Gianfelice Facchetti e la storia di quel mito chiamato… San Siro

Il figlio del leggendario Giacinto ha scritto un libro sulla Scala del calcio

Gianfelice Facchetti
29 Luglio 2021 alle 10:39

Gli Europei di calcio si sono da poco conclusi, con la vittoria degli Azzurri nel leggendario stadio londinese di Wembley. Ma anche in Italia, mentre la Serie A sta per tornare, abbiamo uno stadio invidiato dai tifosi di tutto il mondo.

Parliamo di San Siro: la Scala del calcio, la casa di Milan e Inter, ma non solo. A San Siro (intitolato a Giuseppe Meazza) hanno giocato tutti i calciatori più forti della storia, da Pelé a Maradona, passando ovviamente per i campioni della Grande Inter degli Anni 60 e quelli del Milan dell’era Berlusconi. Un impianto, inconfondibile per la sua architettura, dove è cresciuto un bambino chiamato Gianfelice Facchetti. È il figlio del grande Giacinto, mito nerazzurro, e ha scritto un libro intitolato “C’era una volta a San Siro”, con bellissime storie da leggere e foto memorabili: «Per me San Siro è una sorta di seconda casa. Ho fatto anche un calcolo delle ore che ho trascorso al suo interno: sono poco meno di 9 mila. In pratica un anno intero della mia vita. È un luogo che ho vissuto da quando ero piccolo grazie a mio padre.
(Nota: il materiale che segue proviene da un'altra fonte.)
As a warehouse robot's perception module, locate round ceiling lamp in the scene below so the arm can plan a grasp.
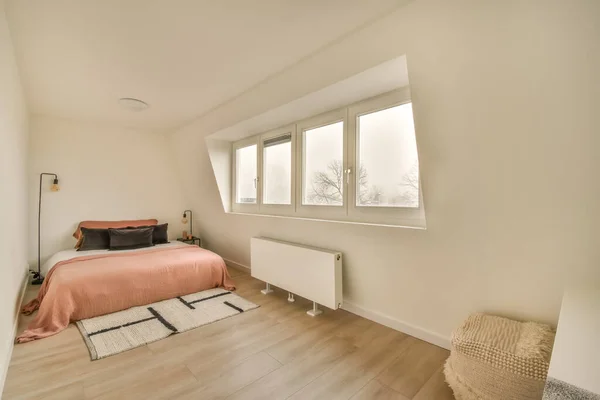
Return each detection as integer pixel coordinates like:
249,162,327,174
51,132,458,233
119,97,150,112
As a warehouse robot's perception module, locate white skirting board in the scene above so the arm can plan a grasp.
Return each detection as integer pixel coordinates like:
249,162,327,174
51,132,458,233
0,268,29,398
230,259,450,350
342,300,450,350
223,258,250,272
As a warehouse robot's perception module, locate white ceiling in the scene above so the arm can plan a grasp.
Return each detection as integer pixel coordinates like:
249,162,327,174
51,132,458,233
6,0,407,130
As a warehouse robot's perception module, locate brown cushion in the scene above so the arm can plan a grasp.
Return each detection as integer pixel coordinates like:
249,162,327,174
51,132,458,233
77,228,110,251
73,219,158,240
108,227,154,250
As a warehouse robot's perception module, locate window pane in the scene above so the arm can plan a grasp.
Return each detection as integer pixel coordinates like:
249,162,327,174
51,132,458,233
356,103,419,208
235,144,256,204
302,121,344,206
263,139,292,204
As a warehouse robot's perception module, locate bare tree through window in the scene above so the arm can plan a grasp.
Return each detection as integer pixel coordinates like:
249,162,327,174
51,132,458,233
308,160,419,207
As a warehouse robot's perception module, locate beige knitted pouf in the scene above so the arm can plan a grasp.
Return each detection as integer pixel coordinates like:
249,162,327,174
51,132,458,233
444,314,554,400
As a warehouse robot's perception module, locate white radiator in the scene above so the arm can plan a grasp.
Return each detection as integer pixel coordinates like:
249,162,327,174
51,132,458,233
251,237,342,316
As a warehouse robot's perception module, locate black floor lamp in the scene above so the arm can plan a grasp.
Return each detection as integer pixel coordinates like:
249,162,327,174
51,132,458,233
181,210,194,239
31,172,60,285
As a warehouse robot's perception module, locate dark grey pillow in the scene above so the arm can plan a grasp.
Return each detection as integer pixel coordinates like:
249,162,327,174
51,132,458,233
77,228,110,251
108,226,154,250
152,224,169,244
125,224,169,244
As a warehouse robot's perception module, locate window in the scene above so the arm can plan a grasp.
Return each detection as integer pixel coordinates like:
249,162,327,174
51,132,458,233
232,138,259,212
302,121,344,206
263,133,292,205
232,88,425,227
235,144,258,204
355,103,419,208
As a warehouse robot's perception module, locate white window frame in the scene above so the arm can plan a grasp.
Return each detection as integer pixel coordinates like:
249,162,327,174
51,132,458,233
348,88,425,226
296,108,348,220
258,124,296,216
231,87,425,228
231,136,262,214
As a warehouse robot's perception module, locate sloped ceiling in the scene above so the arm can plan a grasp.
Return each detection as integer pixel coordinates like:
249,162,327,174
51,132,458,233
6,0,408,130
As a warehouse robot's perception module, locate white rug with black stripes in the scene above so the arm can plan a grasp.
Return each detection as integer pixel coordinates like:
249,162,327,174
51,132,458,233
77,288,258,360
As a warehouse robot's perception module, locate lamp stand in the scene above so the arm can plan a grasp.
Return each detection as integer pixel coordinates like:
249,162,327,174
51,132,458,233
31,172,58,285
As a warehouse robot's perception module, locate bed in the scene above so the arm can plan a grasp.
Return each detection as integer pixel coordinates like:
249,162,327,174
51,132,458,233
16,242,235,343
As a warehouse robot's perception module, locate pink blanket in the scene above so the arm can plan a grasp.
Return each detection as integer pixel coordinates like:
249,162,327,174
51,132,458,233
16,246,235,343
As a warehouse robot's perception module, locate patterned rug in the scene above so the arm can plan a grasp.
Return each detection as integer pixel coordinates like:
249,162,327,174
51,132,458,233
77,288,258,360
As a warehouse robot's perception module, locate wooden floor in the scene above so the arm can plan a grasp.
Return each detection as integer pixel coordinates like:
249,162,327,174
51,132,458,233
2,270,454,400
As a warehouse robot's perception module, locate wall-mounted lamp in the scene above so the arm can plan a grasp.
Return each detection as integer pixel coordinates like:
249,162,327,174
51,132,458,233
181,210,194,239
31,172,60,285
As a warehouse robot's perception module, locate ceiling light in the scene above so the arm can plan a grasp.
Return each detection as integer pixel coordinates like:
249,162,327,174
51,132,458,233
119,97,150,112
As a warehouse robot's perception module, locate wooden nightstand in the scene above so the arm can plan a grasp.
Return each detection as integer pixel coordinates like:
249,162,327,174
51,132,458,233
177,236,202,247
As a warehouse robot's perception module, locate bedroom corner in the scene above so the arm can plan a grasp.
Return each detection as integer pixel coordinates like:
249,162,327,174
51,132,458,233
0,0,29,393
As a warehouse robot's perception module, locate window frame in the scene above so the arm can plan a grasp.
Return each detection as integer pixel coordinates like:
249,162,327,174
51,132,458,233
348,88,425,226
231,136,262,214
231,86,426,229
258,124,296,216
296,108,348,219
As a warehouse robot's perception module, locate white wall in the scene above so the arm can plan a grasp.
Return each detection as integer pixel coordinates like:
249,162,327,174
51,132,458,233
0,0,29,397
172,0,600,339
29,116,187,266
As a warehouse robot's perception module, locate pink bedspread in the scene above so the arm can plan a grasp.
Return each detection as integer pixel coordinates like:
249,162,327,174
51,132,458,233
16,246,235,343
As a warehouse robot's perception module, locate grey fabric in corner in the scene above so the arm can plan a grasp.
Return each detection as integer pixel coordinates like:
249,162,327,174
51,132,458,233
542,377,600,400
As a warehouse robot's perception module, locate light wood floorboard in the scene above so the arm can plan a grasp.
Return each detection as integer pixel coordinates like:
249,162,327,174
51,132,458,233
2,268,454,400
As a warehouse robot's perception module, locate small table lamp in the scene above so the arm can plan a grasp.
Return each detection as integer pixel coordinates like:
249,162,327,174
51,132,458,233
181,210,194,239
31,172,60,285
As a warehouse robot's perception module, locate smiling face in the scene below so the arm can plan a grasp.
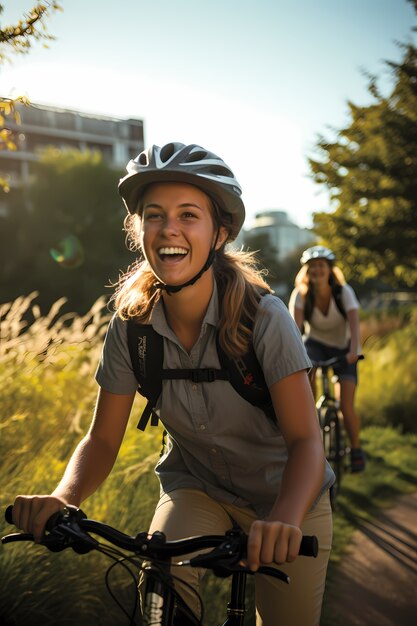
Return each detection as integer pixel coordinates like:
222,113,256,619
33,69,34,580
141,183,227,285
307,259,332,286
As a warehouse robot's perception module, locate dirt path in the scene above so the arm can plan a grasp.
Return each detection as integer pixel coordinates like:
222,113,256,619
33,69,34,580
332,492,417,626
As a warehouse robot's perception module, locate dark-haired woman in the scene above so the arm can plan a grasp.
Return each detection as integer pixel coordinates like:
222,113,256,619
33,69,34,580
13,143,334,626
289,246,365,472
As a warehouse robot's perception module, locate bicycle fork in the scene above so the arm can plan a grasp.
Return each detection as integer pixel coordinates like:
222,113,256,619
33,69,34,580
223,572,246,626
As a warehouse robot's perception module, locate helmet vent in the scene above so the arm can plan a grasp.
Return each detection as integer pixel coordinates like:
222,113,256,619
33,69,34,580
185,150,207,163
210,165,232,178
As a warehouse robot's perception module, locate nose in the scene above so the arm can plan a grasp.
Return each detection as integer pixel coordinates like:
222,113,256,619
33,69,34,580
161,215,179,236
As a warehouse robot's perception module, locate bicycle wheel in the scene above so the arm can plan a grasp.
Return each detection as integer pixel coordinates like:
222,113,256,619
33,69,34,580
321,408,344,509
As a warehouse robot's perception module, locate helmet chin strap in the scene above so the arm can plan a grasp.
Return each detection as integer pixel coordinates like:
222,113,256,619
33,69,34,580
154,229,220,294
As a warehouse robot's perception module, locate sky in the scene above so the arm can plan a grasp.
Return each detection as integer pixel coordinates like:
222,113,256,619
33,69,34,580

Ho visto tante partite e moltissimi concerti, perché San Siro è anche un tempio della musica».

Fu costruito a metà degli Anni 20. Allora era una specie di cattedrale nel deserto…
«Si trovava in una zona totalmente periferica: era nato come stadio del Milan, per il volere di Piero Pirelli che cercava una casa definitiva per il suo club. L’Inter, invece, giocava ancora all’Arena Civica. Quindi per gli interisti andare a San Siro a quei tempi era come fare una gita in campagna. Ma fino a tutti gli Anni 50 attorno all’impianto c’erano ancora dei grandi prati, dove i pastori ci portavano le pecore a pascolare».

Chissà quanti aneddoti ha scoperto...
«Tra tutti, amo quello di Silvio Smersy che è stato un buon calciatore di Serie B. Nell’unico anno in cui giocò in Serie A (1955/1956), con il Padova, arrivò a San Siro per affrontare il Milan. Prima della partita venne notato dal regista Renato Castellani che doveva girare “I sogni nel cassetto”: voleva un protagonista, così mandò la sua segretaria a chiamare Smersy. Silvio si mise a parlare con Castellani, ma si dimenticò della partita: per farlo scendere in campo furono costretti a richiamarlo con gli altoparlanti. E alla fine non fu nemmeno preso per il film».

Tra i tanti campioni che hanno giocato a San Siro, c’è anche Pelé.
«Sì, ma era uno stadio maledetto per lui. Perse un’amichevole contro l’Inter, in Coppa Intercontinentale con il Milan e anche un Italia-Brasile nel 1963 in cui vincemmo per 3 a 0».

Parlando invece della musica di San Siro, come non ricordare il concerto del 1980 di Bob Marley.
«A quello, ovviamente, non andai perché avevo 6 anni. Però fu un evento leggendario. Da grande invece ho visto i concerti di Jovanotti, degli U2, ma soprattutto quello di Ligabue che sulle note “Buonanotte all’Italia” a sorpresa mostrò le immagini di mio padre».

Ligabue, interista, ha anche firmato la prefazione al libro.
«Tra i cantanti più fedeli a San Siro c’è lui, perché unisce la musica e il pallone. Ci siamo conosciuti dopo la festa dei 100 anni dell’Inter. È stato molto disponibile».